Porque a privacidade não é apenas um direito individual

Submarino USS Jimmy Carter
É impossível não falar sobre privacidade. Dos detalhes sobre a espionagem internacional americana à regulação sobre biografias no Brasil, só se fala nisso. Mas na prática são assuntos bastante diferentes. Meu foco hoje é sobre a atitude “caiu na rede é peixe” que muitos, inclusive as vítimas de invasão de privacidade, parecem adotar.
Mesmo com as comprovações de que o governo britânico e americano, por exemplo, grampeiam há décadas cabos de telecomunicações intercontinentais (http://www.theguardian.com/uk/2013/jun/21/gchq-cables-secret-world-communications-nsa), parece haver uma indiferença no ar com observações do tipo: “todo mundo sabia que isso era feito” ou “não há nada o que fazer”. Esse tom desinteressado é muito perigoso, pois pode gerar uma percepção de que há uma indiferença generalizada em relação à privacidade. Se as pessoas não se importam, qual é o problema, certo?
A tese do caiu na rede é peixe diz ou menos o seguinte: se você não quer ter sua privacidade invadida, porque você está na internet? Ou: porque você publica suas informações pessoais nas redes sociais? Ou do discurso de governos superpoderosos: para proteger-nos de ameaças, vamos sugar todos os dados que pudermos, independente de onde eles estejam e a quem pertençam. Para resolver o problema da invasão de privacidade, segundo essa mentalidade, basta desplugar-se.
Realmente, os jovens parecem não se preocupar por enquanto. A exposição total na redes sociais não incomoda. Mas à medida que a carreira começa a pesar na escala de prioridades, gerenciar o que está disponível sobre você fica cada dez importante.
Riscos do fim da privacidade
Mais do que uma escolha pessoal, a proteção da privacidade é uma direito da sociedade.
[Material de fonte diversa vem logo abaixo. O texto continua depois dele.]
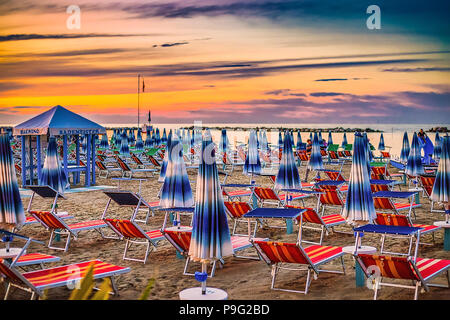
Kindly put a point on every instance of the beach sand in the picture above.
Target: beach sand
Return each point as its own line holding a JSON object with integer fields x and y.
{"x": 242, "y": 279}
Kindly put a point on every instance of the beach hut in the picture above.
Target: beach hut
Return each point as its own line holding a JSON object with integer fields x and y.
{"x": 11, "y": 209}
{"x": 210, "y": 240}
{"x": 62, "y": 123}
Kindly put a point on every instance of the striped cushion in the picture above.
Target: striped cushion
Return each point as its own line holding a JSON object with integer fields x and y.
{"x": 86, "y": 225}
{"x": 60, "y": 276}
{"x": 35, "y": 258}
{"x": 291, "y": 253}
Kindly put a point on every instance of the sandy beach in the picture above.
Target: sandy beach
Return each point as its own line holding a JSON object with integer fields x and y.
{"x": 242, "y": 279}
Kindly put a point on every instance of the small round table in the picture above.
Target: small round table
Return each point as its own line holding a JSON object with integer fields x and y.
{"x": 11, "y": 254}
{"x": 196, "y": 294}
{"x": 359, "y": 273}
{"x": 446, "y": 226}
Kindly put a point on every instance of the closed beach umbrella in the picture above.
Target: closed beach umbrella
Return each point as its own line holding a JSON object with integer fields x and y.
{"x": 12, "y": 214}
{"x": 210, "y": 240}
{"x": 124, "y": 148}
{"x": 252, "y": 163}
{"x": 162, "y": 172}
{"x": 437, "y": 146}
{"x": 414, "y": 166}
{"x": 441, "y": 187}
{"x": 287, "y": 177}
{"x": 164, "y": 137}
{"x": 344, "y": 140}
{"x": 359, "y": 208}
{"x": 104, "y": 143}
{"x": 315, "y": 160}
{"x": 299, "y": 140}
{"x": 381, "y": 144}
{"x": 52, "y": 173}
{"x": 139, "y": 143}
{"x": 404, "y": 154}
{"x": 176, "y": 190}
{"x": 330, "y": 138}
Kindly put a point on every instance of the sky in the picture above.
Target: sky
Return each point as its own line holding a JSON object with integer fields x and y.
{"x": 227, "y": 61}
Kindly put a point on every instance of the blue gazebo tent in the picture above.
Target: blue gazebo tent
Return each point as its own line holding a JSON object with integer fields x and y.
{"x": 58, "y": 121}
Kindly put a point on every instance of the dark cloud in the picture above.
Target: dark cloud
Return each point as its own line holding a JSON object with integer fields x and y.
{"x": 418, "y": 69}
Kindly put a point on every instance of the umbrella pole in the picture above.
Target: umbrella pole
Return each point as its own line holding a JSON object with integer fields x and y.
{"x": 204, "y": 270}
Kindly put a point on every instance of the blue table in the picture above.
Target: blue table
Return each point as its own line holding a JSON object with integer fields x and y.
{"x": 380, "y": 229}
{"x": 288, "y": 214}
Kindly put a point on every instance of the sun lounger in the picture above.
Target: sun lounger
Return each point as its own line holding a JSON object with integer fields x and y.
{"x": 418, "y": 270}
{"x": 282, "y": 255}
{"x": 36, "y": 282}
{"x": 180, "y": 238}
{"x": 133, "y": 234}
{"x": 57, "y": 226}
{"x": 383, "y": 201}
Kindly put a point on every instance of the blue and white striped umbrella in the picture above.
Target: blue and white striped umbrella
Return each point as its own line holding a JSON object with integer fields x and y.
{"x": 315, "y": 160}
{"x": 223, "y": 145}
{"x": 359, "y": 207}
{"x": 414, "y": 166}
{"x": 288, "y": 177}
{"x": 330, "y": 138}
{"x": 124, "y": 148}
{"x": 162, "y": 173}
{"x": 404, "y": 154}
{"x": 252, "y": 163}
{"x": 441, "y": 187}
{"x": 52, "y": 173}
{"x": 210, "y": 238}
{"x": 176, "y": 190}
{"x": 437, "y": 146}
{"x": 139, "y": 143}
{"x": 344, "y": 140}
{"x": 381, "y": 144}
{"x": 164, "y": 137}
{"x": 149, "y": 140}
{"x": 104, "y": 143}
{"x": 299, "y": 140}
{"x": 12, "y": 214}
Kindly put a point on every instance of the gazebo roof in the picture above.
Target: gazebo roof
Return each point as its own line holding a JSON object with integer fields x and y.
{"x": 58, "y": 121}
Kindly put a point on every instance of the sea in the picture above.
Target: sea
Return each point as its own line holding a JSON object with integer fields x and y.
{"x": 238, "y": 132}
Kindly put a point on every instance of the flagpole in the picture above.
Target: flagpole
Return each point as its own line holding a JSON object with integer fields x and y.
{"x": 139, "y": 78}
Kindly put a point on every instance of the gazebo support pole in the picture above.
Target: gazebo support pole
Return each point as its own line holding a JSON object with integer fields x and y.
{"x": 66, "y": 171}
{"x": 38, "y": 156}
{"x": 24, "y": 162}
{"x": 88, "y": 161}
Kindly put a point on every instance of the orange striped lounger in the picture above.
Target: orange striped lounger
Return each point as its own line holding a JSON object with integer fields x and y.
{"x": 180, "y": 238}
{"x": 420, "y": 271}
{"x": 279, "y": 254}
{"x": 36, "y": 282}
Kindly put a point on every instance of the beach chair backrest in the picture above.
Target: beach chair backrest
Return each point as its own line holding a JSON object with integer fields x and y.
{"x": 181, "y": 239}
{"x": 390, "y": 219}
{"x": 100, "y": 165}
{"x": 153, "y": 161}
{"x": 126, "y": 228}
{"x": 282, "y": 252}
{"x": 389, "y": 267}
{"x": 427, "y": 183}
{"x": 382, "y": 203}
{"x": 50, "y": 220}
{"x": 266, "y": 194}
{"x": 237, "y": 208}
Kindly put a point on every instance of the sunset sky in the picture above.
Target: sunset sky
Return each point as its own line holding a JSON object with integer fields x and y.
{"x": 227, "y": 61}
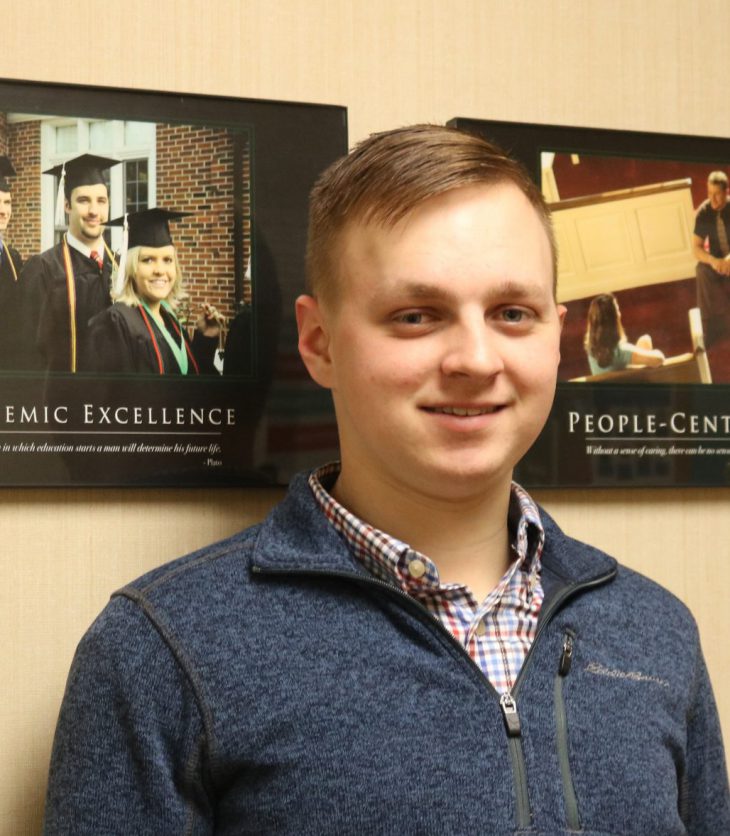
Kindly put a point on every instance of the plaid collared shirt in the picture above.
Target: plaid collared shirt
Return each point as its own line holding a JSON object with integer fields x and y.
{"x": 498, "y": 631}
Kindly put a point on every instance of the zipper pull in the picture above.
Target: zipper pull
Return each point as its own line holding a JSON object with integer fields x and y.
{"x": 511, "y": 717}
{"x": 566, "y": 658}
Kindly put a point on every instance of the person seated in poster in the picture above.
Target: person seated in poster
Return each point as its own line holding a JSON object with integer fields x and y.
{"x": 141, "y": 332}
{"x": 606, "y": 344}
{"x": 712, "y": 251}
{"x": 11, "y": 265}
{"x": 64, "y": 286}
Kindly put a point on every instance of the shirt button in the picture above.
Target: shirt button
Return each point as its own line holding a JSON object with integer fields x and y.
{"x": 416, "y": 568}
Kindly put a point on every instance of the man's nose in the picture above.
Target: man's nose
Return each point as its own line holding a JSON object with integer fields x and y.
{"x": 473, "y": 350}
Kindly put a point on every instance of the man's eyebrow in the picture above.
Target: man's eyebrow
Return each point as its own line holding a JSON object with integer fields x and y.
{"x": 510, "y": 288}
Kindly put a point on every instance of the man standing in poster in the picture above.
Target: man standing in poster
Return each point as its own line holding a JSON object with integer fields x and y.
{"x": 11, "y": 264}
{"x": 712, "y": 225}
{"x": 69, "y": 283}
Eis aqui alguns motivos:
O governo (qualquer governo) não deve saber sobre o que você está conversando seja na internet ou fora dela. No momento vivemos em um regime democrático. Mas e se esse não fosse o caso? E se a situação mudar? Queremos que o governo saiba que estamos nos organizando para retomar a democracia?
Seguradoras (de saúde, acidentes etc.) não podem saber da sua vida. A ANS (Agência Nacional de Saúde) proíbe qualquer aumento individual do preço do plano de saúde, mas as seguradoras podem se negar a aprovar determinados procedimentos individualmente. Além da espinagem generalizada, há quem entregue seus dados de saúde pessoais voluntariamente. O que nos garante que empresas como 23andme (https://www.23andme.com/) não “compartilham” suas informações genéticas com empresas de saúde ou o governo?
Jornalistas que estão investigando casos de corrupção no governo podem ter as comunicações com as suas fontes interceptadas. Suas fontes seriam comprometidas. Sabendo que estão sendo monitoradas, as fontes sequer procurariam os jornalistas para passar informação. O resultado disso é uma imprensa menos efetiva e a sociedade fica sem saber o que é feito às escondidas no governo.
Você não é responsável apenas pelas suas informações individuais, mas também pelas profissionais, se trabalha em uma empresa. Através das informações sobre você é possível que concorrentes descubram dados sobre a empresa onde você trabalha. Espionagem industrial pode começar pelos funcionários. A descoberta de senhas de acesso a sistemas da empresa é um dos riscos.
Assim, garantir o direito individual à privacidade traz benefícios não apenas ao indivíduo mas também à sociedade.